When the Germans were blitzing their way across France in spring 1940, Pilot Officer Tom Neil had just received his first posting - to 249 Squadron. Nineteen years old and fresh from training, he was soon to be pitched into the maelstrom of air fighting on which the very survival of Britain would come to depend. By the end of the year he had shot down thirteen enemy aircraft, seen many of his friends killed, injured or burned, and was himself a wary and accomplished fighter pilot.
Out of the frying pan and into the fire, Tom was then shipped off to the beleaguered island of Malta to face a second Luftwaffe onslaught. Again heavily engaged, he shot down another enemy fighter and survived a number of engine failures and other emergencies.
Now ninety-six, he is one of only a handful of Battle of Britain veterans still alive and this vivid memoir is his last word on his fighter pilot experiences.

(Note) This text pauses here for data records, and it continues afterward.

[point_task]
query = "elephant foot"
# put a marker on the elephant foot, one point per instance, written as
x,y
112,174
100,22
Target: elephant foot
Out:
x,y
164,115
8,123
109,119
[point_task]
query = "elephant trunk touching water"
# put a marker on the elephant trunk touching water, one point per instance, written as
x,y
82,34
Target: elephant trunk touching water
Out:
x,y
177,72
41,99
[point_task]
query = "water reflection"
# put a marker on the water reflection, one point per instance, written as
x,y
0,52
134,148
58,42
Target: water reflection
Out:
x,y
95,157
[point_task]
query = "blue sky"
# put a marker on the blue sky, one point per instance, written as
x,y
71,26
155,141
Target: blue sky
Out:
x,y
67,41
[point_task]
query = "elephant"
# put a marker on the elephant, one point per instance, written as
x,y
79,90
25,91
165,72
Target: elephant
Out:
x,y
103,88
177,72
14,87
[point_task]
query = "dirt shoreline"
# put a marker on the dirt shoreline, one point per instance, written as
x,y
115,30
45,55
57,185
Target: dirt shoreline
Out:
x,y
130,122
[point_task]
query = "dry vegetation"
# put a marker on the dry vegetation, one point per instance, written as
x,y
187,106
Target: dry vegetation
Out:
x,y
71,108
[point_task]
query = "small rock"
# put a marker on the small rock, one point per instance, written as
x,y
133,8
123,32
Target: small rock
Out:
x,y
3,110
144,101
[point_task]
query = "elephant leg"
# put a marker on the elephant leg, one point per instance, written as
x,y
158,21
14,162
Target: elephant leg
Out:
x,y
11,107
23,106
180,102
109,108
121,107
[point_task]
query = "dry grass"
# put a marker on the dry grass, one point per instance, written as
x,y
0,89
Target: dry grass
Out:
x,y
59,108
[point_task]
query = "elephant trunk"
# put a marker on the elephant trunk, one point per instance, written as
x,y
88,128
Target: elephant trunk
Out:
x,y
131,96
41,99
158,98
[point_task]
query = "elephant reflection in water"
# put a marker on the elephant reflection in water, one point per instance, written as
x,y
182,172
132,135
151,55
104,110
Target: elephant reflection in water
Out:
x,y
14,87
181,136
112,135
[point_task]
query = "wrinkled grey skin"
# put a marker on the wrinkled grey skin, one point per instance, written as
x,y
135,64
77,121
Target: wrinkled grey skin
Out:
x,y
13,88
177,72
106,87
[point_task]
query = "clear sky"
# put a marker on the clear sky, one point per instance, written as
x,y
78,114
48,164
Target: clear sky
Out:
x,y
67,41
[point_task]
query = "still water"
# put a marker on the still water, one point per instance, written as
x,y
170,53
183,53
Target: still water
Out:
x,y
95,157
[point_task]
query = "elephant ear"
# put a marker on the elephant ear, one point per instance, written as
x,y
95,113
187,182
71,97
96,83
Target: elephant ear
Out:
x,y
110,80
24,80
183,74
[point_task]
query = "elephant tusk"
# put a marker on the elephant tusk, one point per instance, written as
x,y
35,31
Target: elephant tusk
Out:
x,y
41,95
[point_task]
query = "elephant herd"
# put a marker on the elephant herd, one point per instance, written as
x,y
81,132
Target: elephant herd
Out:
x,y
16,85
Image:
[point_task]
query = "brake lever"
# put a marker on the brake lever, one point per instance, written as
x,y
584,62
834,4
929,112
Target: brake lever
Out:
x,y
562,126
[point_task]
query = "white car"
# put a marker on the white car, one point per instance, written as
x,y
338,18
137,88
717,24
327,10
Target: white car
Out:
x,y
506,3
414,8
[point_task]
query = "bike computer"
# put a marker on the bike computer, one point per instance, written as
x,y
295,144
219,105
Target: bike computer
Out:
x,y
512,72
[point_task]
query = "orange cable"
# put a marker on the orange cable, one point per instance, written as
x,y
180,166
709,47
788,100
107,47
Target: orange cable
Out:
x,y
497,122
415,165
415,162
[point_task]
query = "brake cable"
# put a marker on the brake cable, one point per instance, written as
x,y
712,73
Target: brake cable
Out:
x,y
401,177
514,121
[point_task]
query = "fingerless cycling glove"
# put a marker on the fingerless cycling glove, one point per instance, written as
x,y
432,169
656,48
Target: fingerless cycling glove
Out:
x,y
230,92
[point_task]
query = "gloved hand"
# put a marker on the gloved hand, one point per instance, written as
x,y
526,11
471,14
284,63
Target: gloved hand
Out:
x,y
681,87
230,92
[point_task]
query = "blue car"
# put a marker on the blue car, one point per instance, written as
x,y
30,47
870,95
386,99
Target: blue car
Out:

Tom Neil joined 249 Squadron flying Hurricanes just before the start of the Battle of Britain. His first victory was an Me 109, followed in quick succession by twelve others. Tom was awarded a Bar to his DFC in November 1940. After the Battle of Britain, he was soon in action again in the skies over Malta where he gained another victory. His other books include The Silver Spitfire and Gun Button To Fire. He is the Chairman of the Battle of Britain Fighter Pilot Association. Now ninety-five, he lives in Norfolk and has three sons, two of whom carry on the tradition of flying. His wife of over seventy years, Eileen, herself an RAF Flight Officer during the war, sadly died last year. James Holland, historian and broadcaster, is the bestselling author of The Battle of Britain and Dam Busters. He lives in Salisbury.